Erika Duan 2023-08-06
- Writing good functions
- Using functions in a workflow
- Use lists with functions
- Useful R functions for functional programming
We can avoid code repetition by writing bespoke functions. For example, the original code from script 2 step 2 in Part 1.3 can be simplified by the following function.
# Single function for plotting commune prices ----------------------------------
# This function can replace repetitive code in script 2 step 2 from part 1.3
make_plot <- function(country_level_data,
commune_level_data,
commune){
filtered_data <- commune_level_data %>%
filter(locality == commune)
data_to_plot <- bind_rows(
country_level_data,
filtered_data
)
ggplot(data_to_plot) +
geom_line(aes(y = pl_m2,
x = year,
group = locality,
colour = locality))
}
Functional programming extends this concept by exclusively relying on the evaluation of functions to achieve a required output. In order to write a good functional program, however, we need to create functions with specific ‘good’ properties.

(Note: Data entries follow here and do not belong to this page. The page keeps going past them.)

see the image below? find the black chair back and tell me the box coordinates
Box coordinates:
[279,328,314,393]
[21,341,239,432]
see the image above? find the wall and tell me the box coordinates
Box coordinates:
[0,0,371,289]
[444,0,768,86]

As described in the Advanced R textbook, the role of an environment is to bind a set of names to a set of R objects (which include single values, atomic vectors, lists, data frames and functions).
Environments have the following properties:
- Every name in an environment is unique.
- The names in an environment are not ordered.
- Every environment has a parent environment, except the empty
environment
emptyenv()
. - Unlike most R objects, environments are not copied when modified (when you modify an environment, you modify it directly in place).
The global environment is the interactive workspace that we program in
and its parent environment is actually the last package that we attached
using library("package")
.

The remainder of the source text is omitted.